Boost logo

Ublas :

From: Paul C. Leopardi (paul.leopardi_at_[hidden])
Date: 2007-01-23 16:41:09


Hi Gunter,
Thanks for your reply. My response is below.
Best, Paul
On Wednesday 24 January 2007 01:57, Gunter Winkler wrote:
> Am Montag, 22. Januar 2007 12:29 schrieb Paul C. Leopardi:
> > OK, I see with compressed_matrix, with the current addition
> > algorithm, we have worst case complexity like
> > O((nnz(lhs)+nnz(rhs))*nnz(rhs)). But the addition could use the same
> > storage scheme and a different algorithm and achieve
> > O(nnz(lhs)+nnz(rhs)), at the expense of some temporary storage.
> >
> > The way to achieve O(nnz(lhs)+nnz(rhs)) for addition is a 3 step
> > algorithm: 1: Estimate nnz(lhs+rhs). This takes O(1) to
> > O(nnz(lhs)+nnz(rhs)) depending on whether we want the worst case or
> > an accurate estimate.
> > 2: Allocate storage of size nnz(lhs+rhs) for the result.
> > 3: Iterate over lhs and rhs, adding into the result. The iteration
> > should be O(nnz(lhs)+nnz(rhs)) assuming that the lhs and rhs storage
> > scheme is suitably sorted. Insertion into the result should be O(1).
>
> Ok. Someone should implement a free function "compressed_plus_assign(A,
> X)" which computes A += X in a better way than now. Then we can think
> about how to automatically dispatch to this function.
>
> I think a good compromise is to do the summation with 2 passes over the
> Elements of A.
> Pass 1: (forward) update all common elements and count the number of
> elements to be inserted. (optional: remove these elements from X)
> Pass 2: (backward) move elements of A (from last to first) to the new
> positions and insert the elements of X accordingly.
>
> (Maybe one shifts the update to the second pass.) The advantage of the
> exact new size is, that we exactly know where each element of A is
> stored after the addition.
>
> What do you think?

Let me see if I understand what you are proposing.

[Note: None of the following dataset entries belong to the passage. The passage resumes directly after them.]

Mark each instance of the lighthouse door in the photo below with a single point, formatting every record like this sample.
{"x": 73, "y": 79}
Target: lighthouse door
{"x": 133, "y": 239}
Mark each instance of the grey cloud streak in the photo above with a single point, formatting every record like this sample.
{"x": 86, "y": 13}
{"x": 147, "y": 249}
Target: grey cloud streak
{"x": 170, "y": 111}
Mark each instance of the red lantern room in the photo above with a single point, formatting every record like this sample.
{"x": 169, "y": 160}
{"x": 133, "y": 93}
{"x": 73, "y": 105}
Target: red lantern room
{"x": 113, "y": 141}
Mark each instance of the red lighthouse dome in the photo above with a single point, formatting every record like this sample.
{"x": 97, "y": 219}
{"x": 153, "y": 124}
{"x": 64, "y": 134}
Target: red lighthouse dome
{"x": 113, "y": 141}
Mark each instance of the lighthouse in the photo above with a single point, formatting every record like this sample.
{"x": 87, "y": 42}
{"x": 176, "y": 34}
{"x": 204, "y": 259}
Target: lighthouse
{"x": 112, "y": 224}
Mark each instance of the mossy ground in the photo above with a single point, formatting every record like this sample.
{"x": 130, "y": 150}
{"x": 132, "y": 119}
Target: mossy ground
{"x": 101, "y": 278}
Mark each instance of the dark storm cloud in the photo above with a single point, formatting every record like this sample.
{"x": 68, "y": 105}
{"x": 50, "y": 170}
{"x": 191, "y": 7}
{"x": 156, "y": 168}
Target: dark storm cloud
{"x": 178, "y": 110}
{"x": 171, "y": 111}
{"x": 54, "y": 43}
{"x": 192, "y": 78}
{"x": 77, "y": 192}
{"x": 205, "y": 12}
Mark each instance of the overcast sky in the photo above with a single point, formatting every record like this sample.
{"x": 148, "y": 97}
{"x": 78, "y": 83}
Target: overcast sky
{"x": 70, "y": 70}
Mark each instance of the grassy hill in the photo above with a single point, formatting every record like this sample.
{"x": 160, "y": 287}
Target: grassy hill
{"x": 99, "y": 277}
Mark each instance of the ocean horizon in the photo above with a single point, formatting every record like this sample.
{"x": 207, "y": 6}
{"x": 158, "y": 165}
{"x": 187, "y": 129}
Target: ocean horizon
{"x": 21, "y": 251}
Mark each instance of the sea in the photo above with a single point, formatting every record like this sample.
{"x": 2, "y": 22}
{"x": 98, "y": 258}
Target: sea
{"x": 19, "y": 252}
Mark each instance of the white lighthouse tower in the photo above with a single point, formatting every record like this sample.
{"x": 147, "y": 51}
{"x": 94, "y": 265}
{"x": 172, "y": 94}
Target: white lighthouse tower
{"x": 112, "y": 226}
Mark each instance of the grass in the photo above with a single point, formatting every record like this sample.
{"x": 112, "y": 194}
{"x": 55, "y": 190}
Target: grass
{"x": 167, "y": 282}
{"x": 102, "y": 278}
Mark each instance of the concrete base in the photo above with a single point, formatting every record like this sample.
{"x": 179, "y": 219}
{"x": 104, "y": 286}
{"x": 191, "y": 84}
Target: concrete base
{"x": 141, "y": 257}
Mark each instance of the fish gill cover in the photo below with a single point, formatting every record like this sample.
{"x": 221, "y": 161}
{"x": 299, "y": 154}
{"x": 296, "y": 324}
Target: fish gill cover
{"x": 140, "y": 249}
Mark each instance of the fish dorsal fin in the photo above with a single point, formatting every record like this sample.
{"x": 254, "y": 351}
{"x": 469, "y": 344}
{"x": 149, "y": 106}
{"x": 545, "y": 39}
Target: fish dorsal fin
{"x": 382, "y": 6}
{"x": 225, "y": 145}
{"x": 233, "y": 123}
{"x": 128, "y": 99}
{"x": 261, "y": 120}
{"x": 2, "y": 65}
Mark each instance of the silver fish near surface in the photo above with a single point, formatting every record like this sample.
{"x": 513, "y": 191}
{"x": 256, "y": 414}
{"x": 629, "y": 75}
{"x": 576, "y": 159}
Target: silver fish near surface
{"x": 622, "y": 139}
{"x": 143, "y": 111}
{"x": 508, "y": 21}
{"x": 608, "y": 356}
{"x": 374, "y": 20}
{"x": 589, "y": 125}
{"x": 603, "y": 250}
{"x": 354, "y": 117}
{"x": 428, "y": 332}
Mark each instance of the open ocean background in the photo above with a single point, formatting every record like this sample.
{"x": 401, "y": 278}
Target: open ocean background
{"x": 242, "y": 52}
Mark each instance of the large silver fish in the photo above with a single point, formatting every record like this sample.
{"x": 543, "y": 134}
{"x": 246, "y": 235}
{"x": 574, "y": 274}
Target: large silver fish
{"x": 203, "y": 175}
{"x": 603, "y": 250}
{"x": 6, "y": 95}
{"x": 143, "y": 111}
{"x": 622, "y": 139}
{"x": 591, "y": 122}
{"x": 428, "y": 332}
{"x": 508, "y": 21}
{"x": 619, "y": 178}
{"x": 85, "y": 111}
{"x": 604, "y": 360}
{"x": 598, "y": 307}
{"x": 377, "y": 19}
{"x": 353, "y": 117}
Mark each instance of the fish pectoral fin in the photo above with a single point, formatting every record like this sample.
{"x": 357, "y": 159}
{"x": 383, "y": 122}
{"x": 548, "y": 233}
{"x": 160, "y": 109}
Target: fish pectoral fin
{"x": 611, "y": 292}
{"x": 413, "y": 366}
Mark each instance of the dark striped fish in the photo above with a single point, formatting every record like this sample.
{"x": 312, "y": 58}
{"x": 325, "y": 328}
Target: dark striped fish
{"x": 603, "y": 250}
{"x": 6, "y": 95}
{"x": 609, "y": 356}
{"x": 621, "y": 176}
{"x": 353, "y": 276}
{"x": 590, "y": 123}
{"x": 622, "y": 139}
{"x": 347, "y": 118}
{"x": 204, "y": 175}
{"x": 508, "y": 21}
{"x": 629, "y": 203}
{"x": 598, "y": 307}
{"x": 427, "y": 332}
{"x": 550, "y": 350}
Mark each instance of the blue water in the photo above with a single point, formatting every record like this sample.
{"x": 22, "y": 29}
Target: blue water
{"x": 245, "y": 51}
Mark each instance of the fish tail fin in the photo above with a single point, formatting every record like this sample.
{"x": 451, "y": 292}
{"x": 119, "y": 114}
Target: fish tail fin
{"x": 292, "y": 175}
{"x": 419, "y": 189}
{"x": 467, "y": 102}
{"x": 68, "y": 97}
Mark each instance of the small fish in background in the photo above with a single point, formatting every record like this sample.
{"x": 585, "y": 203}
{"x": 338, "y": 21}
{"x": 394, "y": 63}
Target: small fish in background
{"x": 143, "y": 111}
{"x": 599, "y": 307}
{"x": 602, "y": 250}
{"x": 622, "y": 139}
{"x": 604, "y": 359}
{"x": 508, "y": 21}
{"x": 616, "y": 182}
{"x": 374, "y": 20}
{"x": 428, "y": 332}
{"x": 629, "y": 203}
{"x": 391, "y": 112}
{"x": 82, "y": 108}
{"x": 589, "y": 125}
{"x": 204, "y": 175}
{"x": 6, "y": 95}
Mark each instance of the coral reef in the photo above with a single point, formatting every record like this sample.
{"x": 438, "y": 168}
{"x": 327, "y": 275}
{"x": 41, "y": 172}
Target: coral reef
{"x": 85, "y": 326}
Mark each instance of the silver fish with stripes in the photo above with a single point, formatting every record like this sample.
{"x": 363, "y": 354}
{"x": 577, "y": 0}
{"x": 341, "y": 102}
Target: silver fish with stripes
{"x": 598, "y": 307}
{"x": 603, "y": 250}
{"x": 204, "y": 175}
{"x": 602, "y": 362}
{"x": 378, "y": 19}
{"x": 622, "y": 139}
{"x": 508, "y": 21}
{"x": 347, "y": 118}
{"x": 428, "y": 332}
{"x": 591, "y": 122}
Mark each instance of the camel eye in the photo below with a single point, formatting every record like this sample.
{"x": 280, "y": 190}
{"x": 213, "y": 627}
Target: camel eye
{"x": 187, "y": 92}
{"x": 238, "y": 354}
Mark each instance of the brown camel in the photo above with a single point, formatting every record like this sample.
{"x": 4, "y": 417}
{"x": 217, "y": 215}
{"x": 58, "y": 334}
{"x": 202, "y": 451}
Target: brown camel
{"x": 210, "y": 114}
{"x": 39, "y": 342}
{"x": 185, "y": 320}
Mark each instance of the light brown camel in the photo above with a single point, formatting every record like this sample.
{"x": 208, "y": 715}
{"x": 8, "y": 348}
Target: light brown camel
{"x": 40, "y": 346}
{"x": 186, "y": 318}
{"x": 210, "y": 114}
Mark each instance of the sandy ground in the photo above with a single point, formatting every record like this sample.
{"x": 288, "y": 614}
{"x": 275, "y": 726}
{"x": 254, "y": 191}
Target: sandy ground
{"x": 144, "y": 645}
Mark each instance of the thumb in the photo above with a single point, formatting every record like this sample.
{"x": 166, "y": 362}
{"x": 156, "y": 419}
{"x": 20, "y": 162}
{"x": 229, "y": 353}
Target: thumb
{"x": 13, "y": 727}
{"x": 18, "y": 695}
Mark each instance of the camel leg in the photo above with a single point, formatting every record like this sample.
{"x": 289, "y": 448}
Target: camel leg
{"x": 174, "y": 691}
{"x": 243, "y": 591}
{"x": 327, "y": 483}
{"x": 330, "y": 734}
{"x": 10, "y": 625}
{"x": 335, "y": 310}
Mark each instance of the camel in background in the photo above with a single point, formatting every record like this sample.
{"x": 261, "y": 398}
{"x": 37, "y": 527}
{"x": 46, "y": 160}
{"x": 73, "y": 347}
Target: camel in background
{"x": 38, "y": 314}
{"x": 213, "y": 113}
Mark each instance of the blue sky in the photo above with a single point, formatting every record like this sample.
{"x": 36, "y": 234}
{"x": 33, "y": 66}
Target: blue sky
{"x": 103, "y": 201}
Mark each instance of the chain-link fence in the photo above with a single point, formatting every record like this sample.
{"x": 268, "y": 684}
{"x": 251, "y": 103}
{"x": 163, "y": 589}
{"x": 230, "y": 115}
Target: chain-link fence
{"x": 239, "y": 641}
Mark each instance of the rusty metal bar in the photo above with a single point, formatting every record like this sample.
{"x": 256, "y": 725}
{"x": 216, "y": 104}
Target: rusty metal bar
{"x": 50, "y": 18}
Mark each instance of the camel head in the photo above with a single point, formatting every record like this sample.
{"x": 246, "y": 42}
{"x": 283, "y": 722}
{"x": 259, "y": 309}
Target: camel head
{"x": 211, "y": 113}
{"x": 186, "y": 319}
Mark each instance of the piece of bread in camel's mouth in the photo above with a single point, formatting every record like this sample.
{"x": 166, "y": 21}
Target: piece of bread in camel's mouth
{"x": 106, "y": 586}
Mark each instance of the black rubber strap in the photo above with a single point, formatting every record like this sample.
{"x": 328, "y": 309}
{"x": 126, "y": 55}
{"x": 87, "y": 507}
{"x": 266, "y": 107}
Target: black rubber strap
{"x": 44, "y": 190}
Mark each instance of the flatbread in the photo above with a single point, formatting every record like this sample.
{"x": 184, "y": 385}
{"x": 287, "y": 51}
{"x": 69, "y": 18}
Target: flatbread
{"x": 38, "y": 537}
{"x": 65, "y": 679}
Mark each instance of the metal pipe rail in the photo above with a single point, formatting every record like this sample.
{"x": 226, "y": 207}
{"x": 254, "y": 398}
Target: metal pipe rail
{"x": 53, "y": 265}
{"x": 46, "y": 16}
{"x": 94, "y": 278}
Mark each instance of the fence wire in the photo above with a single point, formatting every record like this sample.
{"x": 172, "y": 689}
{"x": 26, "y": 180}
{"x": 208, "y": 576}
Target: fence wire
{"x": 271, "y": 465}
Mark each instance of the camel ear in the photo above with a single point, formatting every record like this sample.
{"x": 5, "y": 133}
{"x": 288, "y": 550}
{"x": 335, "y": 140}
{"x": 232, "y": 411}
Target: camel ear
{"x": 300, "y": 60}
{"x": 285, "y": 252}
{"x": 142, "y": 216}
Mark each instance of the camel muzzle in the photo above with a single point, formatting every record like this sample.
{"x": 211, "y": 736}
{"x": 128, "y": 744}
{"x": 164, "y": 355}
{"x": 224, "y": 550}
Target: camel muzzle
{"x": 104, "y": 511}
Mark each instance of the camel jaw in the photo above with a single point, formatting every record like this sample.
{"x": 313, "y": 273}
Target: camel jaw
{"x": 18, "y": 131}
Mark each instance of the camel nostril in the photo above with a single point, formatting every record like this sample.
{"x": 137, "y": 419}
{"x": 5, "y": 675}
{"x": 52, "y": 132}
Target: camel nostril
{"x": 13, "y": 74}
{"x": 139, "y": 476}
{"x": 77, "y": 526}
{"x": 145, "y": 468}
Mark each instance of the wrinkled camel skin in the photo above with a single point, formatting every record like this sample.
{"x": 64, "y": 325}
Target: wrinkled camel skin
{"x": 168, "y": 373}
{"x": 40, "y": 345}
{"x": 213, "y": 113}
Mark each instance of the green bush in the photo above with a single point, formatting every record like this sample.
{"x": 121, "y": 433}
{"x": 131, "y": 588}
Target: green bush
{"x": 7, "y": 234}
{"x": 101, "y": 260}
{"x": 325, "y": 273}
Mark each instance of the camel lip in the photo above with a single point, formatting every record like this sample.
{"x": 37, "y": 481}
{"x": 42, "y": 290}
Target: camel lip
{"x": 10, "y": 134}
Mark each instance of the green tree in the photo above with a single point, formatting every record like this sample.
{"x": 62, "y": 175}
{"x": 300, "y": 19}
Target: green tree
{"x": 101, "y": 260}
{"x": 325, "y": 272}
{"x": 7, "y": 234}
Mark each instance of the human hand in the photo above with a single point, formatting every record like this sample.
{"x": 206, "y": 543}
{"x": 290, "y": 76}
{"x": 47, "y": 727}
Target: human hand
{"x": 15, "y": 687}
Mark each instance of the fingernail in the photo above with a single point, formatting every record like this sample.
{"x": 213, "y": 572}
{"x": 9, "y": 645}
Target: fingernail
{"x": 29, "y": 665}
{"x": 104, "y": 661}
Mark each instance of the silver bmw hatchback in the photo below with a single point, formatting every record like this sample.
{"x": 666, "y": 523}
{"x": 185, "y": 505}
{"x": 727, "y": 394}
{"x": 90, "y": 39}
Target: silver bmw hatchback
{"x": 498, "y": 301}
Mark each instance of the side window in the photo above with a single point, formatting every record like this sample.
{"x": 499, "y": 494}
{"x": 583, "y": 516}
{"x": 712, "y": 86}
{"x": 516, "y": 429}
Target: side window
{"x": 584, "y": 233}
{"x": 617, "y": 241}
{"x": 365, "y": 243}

After Pass 1, we know the total length of the new A. I assume tha between Pass
1 and Pass 2 we have reallocated the space for A. Most likely this means that
we have created a new A of the right size and have either:
i. kept the old A; or
ii. copied the elements from the old A to the same places in the new A and
deleted the old A.

From what you have said about Pass 2, I assume that you mean to do ii above.
In Pass 2, we scan the elements of old A and X backwards and insert the
appropriate result in the correct place in new A. The "correct place" is
always one position less than the previous insertion. We scan backwards so
that if old A is stored in the low positions of new A as per ii above, we do
not overwrite any values of old A which we have not yet scanned.
For compressed_matrix, this algorithm should work.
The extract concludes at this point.